Fascinating? Yes. Scary? Very. But what will this virtual global patchwork of human creativity mean for custodians of cultural heritage, the thousands of institutions scattered around the globe who together hold disconnected slivers of our shared history and globally distributed traces of our common artistic endeavor? How will all these fragments come together and be accessible through the looking glass?
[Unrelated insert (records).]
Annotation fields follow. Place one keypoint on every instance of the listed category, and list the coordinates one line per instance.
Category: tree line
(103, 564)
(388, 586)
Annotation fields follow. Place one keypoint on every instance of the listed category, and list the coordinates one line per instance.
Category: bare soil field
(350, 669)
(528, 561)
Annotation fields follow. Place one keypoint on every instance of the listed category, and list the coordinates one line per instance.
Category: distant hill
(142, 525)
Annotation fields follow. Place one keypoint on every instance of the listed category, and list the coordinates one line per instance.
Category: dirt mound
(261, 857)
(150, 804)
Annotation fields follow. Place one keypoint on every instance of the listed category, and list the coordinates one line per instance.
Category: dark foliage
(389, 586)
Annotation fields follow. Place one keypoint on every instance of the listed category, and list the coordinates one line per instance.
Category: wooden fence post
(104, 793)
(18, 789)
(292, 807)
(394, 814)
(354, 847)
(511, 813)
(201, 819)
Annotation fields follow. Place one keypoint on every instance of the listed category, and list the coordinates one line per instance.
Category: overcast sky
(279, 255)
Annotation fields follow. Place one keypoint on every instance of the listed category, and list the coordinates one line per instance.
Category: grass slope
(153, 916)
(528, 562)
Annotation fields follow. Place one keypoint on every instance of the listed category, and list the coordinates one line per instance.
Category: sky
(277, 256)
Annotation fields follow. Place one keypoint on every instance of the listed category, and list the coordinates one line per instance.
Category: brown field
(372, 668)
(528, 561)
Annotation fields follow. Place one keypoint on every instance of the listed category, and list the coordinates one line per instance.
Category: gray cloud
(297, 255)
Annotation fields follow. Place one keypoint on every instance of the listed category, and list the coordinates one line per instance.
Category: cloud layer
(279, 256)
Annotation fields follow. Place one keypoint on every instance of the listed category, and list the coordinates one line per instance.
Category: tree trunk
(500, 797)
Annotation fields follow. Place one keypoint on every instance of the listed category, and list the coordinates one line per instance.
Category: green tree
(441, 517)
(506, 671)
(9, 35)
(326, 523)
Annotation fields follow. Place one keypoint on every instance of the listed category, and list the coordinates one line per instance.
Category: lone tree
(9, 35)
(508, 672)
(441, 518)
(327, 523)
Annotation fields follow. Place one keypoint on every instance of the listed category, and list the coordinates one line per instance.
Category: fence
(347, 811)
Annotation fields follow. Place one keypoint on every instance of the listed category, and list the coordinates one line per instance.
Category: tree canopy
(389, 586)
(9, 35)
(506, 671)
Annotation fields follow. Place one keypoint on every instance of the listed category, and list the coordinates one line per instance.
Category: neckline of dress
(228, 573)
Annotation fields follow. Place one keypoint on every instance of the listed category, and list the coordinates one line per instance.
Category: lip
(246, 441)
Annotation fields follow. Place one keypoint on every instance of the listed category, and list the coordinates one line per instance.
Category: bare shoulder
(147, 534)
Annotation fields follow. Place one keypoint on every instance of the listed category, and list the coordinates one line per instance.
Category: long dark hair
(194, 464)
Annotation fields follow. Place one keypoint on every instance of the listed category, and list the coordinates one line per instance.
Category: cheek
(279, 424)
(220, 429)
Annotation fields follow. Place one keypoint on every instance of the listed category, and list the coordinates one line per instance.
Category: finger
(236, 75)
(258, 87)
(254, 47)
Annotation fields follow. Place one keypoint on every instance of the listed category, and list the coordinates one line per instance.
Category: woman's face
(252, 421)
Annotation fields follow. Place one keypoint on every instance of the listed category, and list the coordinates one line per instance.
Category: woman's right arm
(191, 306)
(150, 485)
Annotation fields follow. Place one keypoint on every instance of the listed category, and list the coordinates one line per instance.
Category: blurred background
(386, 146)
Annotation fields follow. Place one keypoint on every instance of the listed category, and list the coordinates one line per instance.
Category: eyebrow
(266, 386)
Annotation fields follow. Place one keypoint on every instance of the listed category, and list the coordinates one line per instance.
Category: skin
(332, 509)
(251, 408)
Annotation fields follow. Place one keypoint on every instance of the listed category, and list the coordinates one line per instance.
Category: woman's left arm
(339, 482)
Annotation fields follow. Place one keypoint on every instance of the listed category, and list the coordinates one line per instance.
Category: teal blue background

Clearly for the Mirrorworld to ripen to its full potential there are several significant challenges to be surmounted. Ideally we will need digital prosthetics that offer six degrees of freedom (6DoF) which allow the body to freely move in three-dimensional space along the X, Y and Z axes as well as to change orientation between those axes though rotation usually called pitch, yaw and roll. Somebody has to model the world in 3D and every object in this world will need a digital twin. Will consumers be doing this themselves with tiny head-mounted, phone-equipped, or street embedded cameras, or will the data be flooding in from the long-established, world-wide commercial pixel-pushers, Google, Apple, Microsoft, Ingress, Facebook and other global giants? What role will the custodians of culture be playing in this evolving matrix, and what will their responsibilities be to the public?

With the Mirrorworld, Kelly writes, ‘History will be a verb. With a swipe of your hand, you will be able to go back in time, at any location, and see what came before. You will be able to lay a reconstructed 19th-century view right over the present reality. To visit an earlier time at a location, you simply revert to a previous version kept in the log. The entire mirror-world will be like a Word or Photoshop file that you can keep “undoing”. Or you’ll scroll in the other direction: forward. Artists might create future versions of a place, in place. The verisimilitude of such crafty world-building will be revolutionary. These scroll-forward scenarios will have the heft of reality because they will be derived from a full-scale present world. In this way, the mirrorworld may be best referred to as a 4D world’ (Kevin Kelly, ‘AR Will Spark the Next Big Tech Platform - Call It Mirrorworld’, Wired, 12 February 2019).

Once these technologies have ripened, GLAMs can play an active role in perpetuating narratives of cultural heritage through digital enterprise. Leaders such as Europeana have already been promoting these kinds of initiatives. Despite the formidable challenges to be surmounted, it is up to custodians of cultural heritage to become proactive in building the Mirrorworld rather than to wait for third party actors to advance commercial interests with imitation culture, simulated histories, or made-up stories. As gatekeepers of cultural artifacts, GLAMs have the capability, the experience, and even the responsibility to tell their stories forcefully, accurately and in fully-functioning 4D.